04 July, 2009
a great goodbye picnic and play
Praise me, please: for once I'm telling you about a play JUST as it opens, so you can all go to see it. "The Importance of Being Earnest," a play so dated it is timeless, is playing now at the Regent's Park Open Air Theatre, and it is pure delight. A fabulous mirrored set (so clever, with all the double identities going on in the play), a curious klesmer group that I'm not sure added anything to the evening, some hilarious mishaps with a garden full of waving roses that each had to be "planted" individually during the interval, and then were stepped on and tripped over in the second act! It was the first night, so we have to imagine they'll work out the kinks in the coming days. And there were some troubles with bits of the floor not fitting properly as the set was changed and having to be stuffed in by the admirably cool backstage crew. "I don't think you really want to have your stage crew get applause," Avery whispered. "They should be invisible, really."

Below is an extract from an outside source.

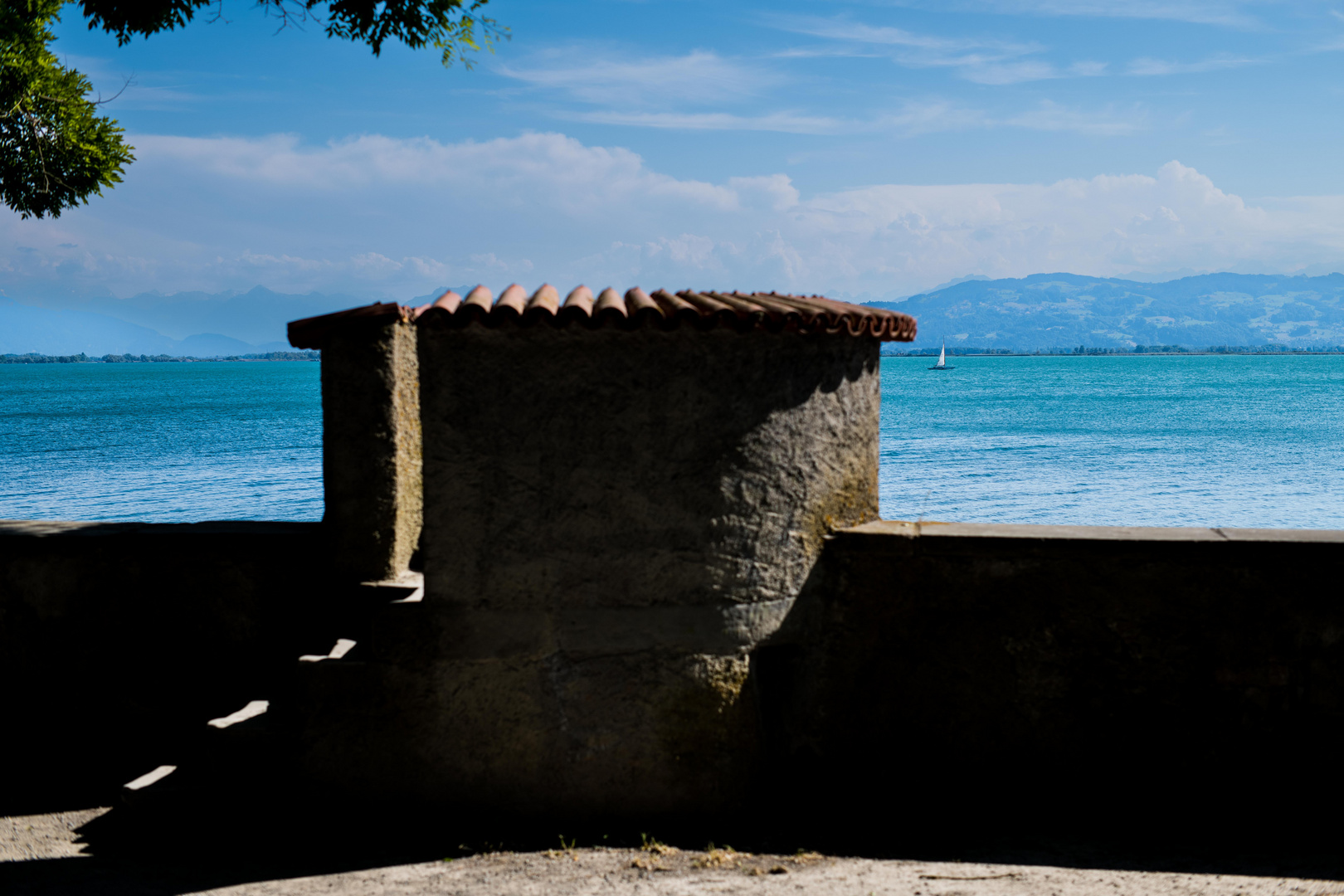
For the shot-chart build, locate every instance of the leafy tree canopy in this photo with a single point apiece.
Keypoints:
(56, 151)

But this is all churlish commentary on what was a truly charming and very fresh rendition of Avery's absolute favorite play. The girl playing Cecily was completely adorable, and there is one scene between her and Algernon that was a completely original interpretation involving a giant dollhouse: I won't spoil it for you!

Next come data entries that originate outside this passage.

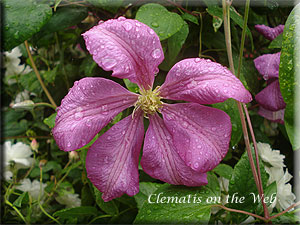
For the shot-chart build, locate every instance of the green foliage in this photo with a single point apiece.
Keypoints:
(164, 23)
(37, 15)
(289, 74)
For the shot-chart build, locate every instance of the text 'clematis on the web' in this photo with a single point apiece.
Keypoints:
(180, 146)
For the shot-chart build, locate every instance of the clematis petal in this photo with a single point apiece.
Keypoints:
(127, 47)
(201, 134)
(161, 161)
(202, 81)
(112, 161)
(268, 65)
(275, 116)
(270, 97)
(89, 106)
(269, 32)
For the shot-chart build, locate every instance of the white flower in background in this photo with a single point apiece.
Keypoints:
(285, 196)
(69, 200)
(33, 188)
(13, 66)
(273, 157)
(18, 154)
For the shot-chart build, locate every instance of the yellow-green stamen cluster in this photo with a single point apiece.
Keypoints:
(149, 101)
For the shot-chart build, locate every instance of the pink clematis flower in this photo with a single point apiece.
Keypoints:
(179, 147)
(270, 99)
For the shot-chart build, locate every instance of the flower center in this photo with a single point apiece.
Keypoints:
(149, 101)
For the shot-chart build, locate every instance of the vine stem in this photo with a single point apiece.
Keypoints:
(39, 76)
(256, 174)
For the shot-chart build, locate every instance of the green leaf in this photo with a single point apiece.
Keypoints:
(87, 66)
(131, 86)
(146, 189)
(175, 44)
(107, 207)
(15, 128)
(223, 170)
(109, 5)
(22, 199)
(277, 42)
(230, 107)
(289, 75)
(191, 18)
(157, 17)
(217, 11)
(269, 196)
(242, 186)
(77, 212)
(22, 19)
(63, 18)
(50, 121)
(180, 204)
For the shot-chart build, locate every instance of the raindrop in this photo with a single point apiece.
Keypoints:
(156, 53)
(127, 26)
(151, 31)
(109, 63)
(78, 116)
(88, 122)
(196, 165)
(121, 18)
(154, 24)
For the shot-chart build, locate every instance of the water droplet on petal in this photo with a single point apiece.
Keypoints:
(88, 122)
(78, 116)
(127, 26)
(156, 53)
(154, 24)
(121, 18)
(108, 63)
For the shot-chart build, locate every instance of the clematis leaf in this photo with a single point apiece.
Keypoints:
(277, 42)
(109, 5)
(175, 44)
(289, 75)
(146, 189)
(185, 204)
(157, 17)
(217, 11)
(17, 27)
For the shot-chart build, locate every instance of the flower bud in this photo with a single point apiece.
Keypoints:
(25, 105)
(34, 145)
(73, 155)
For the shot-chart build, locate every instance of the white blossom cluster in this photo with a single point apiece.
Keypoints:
(275, 168)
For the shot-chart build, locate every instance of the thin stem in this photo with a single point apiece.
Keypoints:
(17, 211)
(257, 177)
(241, 211)
(44, 104)
(39, 76)
(39, 198)
(200, 35)
(243, 36)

The trees waved, the sun set, the fireflies and swallows circled above us. As always, a beautiful night, and we were so lucky with the weather! Take along a picnic and have yourselves a gorgeous summer evening.
Our picnic, eaten in the setting sun on the grass of Regent's Park on a funky little blue plaid rug was this: Giggly Pig Welsh Dragon sausages with Maille Dijon mustard, Pave d'Affinois cheese, cornichons, potato salad with cilantro, yogurt and red onion, egg salad with curry, Spanish cherries and English meringues for Avery, Ketel One vodka in my silver flask, Fever Tree tonic: such a European feast!
It did make me shake my head, aiming as we are today for America and for American food: beefsteak tomatoes, basil, crabmeat, lobster from Maine, sweetcorn in all forms (just off the cob, scalloped with cream and cheese, in salads with black beans and red onions and sugar snap peas), baby back ribs, rock oysters for broiling with cheese and spinach, chicken breast salad with spinach and pine nuts...
By the time we arrive, the lovely American Andy Roddick will or will not have trounced the arrogant Roger Federer with his pretentions of golden robes (in his case, waistcoats, t-shirts with gold-lined collars, sneakers with golden rackets representing the number of times he's won something or other). We'll be in New Jersey in time for fireworks, for the first time in four years! There has always been something a little... off, about spending the Fourth of July with Avery in school and NO celebrations (fair enough).
I must just set down here what a funny time I had at my pool reception duty this week. Avery's friend Merrie came by with her houseguest Jonathan, a 17-year-old boy, son of friends of her parents. He was so touching, teetering on the brink between childhood and manhood, smiling fondly on the "little" girls, shaking hands with me very charmingly, then starting visibly when he saw the lifeguard, daughter of one of my Lost Property mothers. "I met her at a PARTY last night!" he whispered in some mixture of excitement and dismay. "Well, go and say hello," I encouraged, "she's a nice responsible girl and if you fall in, she'll rescue you. What are you doing in town with Merrie's family, anyway?" "Oh, we don't have a house right now, so they're taking us in," he explained. Merrie and I said at the same time, "Don't tell her that!" "Well, we do have a house in the South of France..." he hesitated. "Tell her that!" we chorused.
So he went in and they all swam, and he spent quite a bit of time on the lifeguard's bench, chatting up his prey. I could NOT believe that as a person just a year older than he is, I was ready to choose my life's mate! And I did an awfully creditable job, to be sure. But still. Heavens.
They all came out, dripping and pulling on their going-home clothes. Merrie took one look at Jonathan, wearing a towel as a sort of sari, and said, "I'm not walking home with you looking like THAT," and he looked down. "What's wrong, because I'm wearing a towel, you mean? Let go of your self-consciousness, Mer!" he called after her as she stalked out of the building. I said, "She can't let go of it yet, she just got it, you know," and he said, "True, true," looking down at Amy, Merrie's little 8-year-old sister. Amy chimed in, "I'm not self-conscious!" "Yet," I said.
Jonathan looked suddenly quite old. "Wouldn't it be nice if they could stay that way," he said. What a dear. The future has a brighter look than I thought, with boys like that coming up. If only I could put a sort of hold on him for Avery, in ten years' time or so. Ten? Who am I kidding? It's right around the corner, with her teenage years looming in just November.
Right, we're off to Heathrow. Happy Fourth of July, everyone, and we'll see you from Connecticut!